IMF requires collateral from countries for loans. It requires the government to correct its macroeconomic imbalances in the form of policy reform. In order to receive the loans, governments have to take measures such as devaluing the country's currency, balancing the budget with spending cuts and tax increases, and curbing imports to tame the trade deficit. If the conditions are not met, the funds are withheld.

The government of Pakistan fell short of broadening the tax base or privatizing state-owned companies as IMF hoped. In addition, the higher oil prices and growth demanded for more imports, widened current account gap, reserves began to slide and the currency was devalued multiple times. Due to this, it has failed to meet the conditions attached to its previous IMF loans. 

According to the IMF, Pakistan’s growth, which hit 5.8 percent in the 12 months to end of June 2018, will slow to 4 percent in 2019 and about 3 percent in the medium term.

Analysis

International Monetary Fund head Christine Lagarde used a meeting with Pakistani Prime Minister Imran Khan to reiterate calls for reforms to its struggling economy, but there was no sign of agreement on a bailout package.

Pakistan is seeking what would be its 13th IMF bailout since the late 1980s, but the deal has been held up by differences over demands Khan’s government fears may harm growth.

Lagarde said her meeting with Khan at the sidelines of the World Government Summit in Dubai had been “good and constructive” and she reiterated IMF willingness to help. “I also highlighted that decisive policies and a strong package of economic reforms would enable Pakistan to restore the resilience of its economy and lay the foundations for strong and inclusive growth,” she said in a statement.

Pakistan’s finance ministry said the government and the IMF would work together on policy priorities and reforms aimed at reducing imbalances and sustaining jobs. “In this regard, deliberations between Pakistani authorities and IMF staff will continue to finalise an agreement on the contours of a program,” it said in a statement. Pakistani officials have said they are worried that strict IMF conditions could constrain growth prospects.
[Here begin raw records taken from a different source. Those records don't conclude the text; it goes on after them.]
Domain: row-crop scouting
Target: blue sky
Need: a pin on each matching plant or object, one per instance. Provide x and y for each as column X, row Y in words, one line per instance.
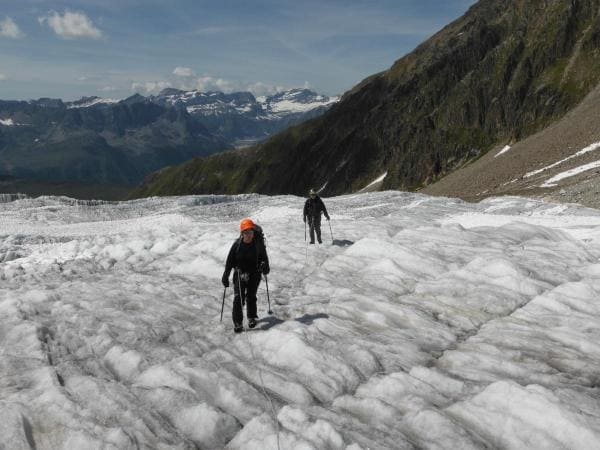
column 70, row 49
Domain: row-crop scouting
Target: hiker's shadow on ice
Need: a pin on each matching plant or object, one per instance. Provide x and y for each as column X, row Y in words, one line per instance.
column 342, row 242
column 307, row 319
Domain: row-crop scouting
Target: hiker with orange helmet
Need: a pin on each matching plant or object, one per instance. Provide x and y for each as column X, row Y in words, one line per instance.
column 248, row 256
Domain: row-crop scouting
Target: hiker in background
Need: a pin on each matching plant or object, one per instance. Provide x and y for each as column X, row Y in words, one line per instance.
column 248, row 255
column 313, row 208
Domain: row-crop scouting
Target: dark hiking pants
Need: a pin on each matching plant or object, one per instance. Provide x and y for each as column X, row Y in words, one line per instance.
column 315, row 225
column 245, row 288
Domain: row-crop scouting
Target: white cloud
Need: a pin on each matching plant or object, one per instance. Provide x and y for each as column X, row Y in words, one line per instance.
column 183, row 72
column 209, row 83
column 71, row 25
column 8, row 28
column 150, row 87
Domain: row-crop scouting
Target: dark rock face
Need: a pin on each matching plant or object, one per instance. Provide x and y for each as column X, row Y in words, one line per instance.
column 504, row 70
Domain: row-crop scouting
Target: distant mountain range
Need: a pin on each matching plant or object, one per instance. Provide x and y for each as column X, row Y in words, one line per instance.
column 504, row 71
column 106, row 142
column 240, row 118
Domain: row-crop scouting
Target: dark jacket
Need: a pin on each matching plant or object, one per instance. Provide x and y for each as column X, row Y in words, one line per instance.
column 314, row 207
column 248, row 258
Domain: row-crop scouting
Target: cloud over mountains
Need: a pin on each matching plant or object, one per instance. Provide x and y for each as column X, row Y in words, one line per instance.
column 71, row 25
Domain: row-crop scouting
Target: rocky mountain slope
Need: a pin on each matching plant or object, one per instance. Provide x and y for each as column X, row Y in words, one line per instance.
column 561, row 163
column 505, row 70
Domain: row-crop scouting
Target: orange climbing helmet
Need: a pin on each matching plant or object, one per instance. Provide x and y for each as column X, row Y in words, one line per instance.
column 246, row 224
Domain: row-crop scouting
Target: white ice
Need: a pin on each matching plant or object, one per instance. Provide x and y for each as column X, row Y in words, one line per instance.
column 583, row 151
column 420, row 322
column 570, row 173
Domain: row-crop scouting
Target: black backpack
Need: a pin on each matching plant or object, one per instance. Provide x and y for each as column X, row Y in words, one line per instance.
column 259, row 235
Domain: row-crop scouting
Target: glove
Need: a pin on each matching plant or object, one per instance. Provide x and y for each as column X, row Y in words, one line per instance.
column 264, row 268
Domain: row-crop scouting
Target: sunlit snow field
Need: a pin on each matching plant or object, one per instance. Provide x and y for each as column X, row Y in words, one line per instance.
column 431, row 323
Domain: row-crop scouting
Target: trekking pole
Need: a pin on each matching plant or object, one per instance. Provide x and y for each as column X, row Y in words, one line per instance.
column 304, row 230
column 268, row 298
column 223, row 304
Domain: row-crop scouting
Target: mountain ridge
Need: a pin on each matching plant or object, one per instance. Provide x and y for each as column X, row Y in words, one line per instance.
column 501, row 72
column 102, row 142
The armed forces continue to control foreign policy. Lack of political stability, uncompetitive and low-value exports and imported machinery mean that the balance of payments deck is stacked against it. Shortfalls in power and high tariffs have gutted Pakistan’s manufacturing base. Also, the inflow of foreign currency and overvaluation of the Pakistani rupee has damaged the domestic industry.

The IMF is calling for structural reforms to the Pakistani economy, which has struggled to build up its manufacturing sector and strengthen exports, despite a sharp fall in its currency over the past year. The economic reforms include fiscal and monetary measures, corrective interventions for balance of payments sustainability, pro-poor spending, governance and development of a business-friendly environment.

Khan’s government has taken measures to tackle the fiscal deficit by increasing exports and attracting investments. Besides tax reforms, the government has made changes to bring ease of doing business. Citing immense potential for religious tourism, Pakistan has initiated new programs. The immediate balance of payment crisis has been averted with the help of China, UAE and Saudi Arabia.

Assessment

Our assessment is that the bailout packages from Middle Eastern countries and China weren’t sufficient to stabilize the economy and stop the mounting financial crisis. It can be noted that Pakistan has the potential to revamp its economy but the funding from China is likely to pull it back into a debt trap. China is lending in US dollars, for which Pakistan needs a large trade surplus. Pakistan has not been able to export enough. It is likely that if Pakistan cannot repay China, that they will be forced to hand over their key national assets, like in the case of Sri Lanka handing over Hambantota port and Kenya losing Mombasa port to China.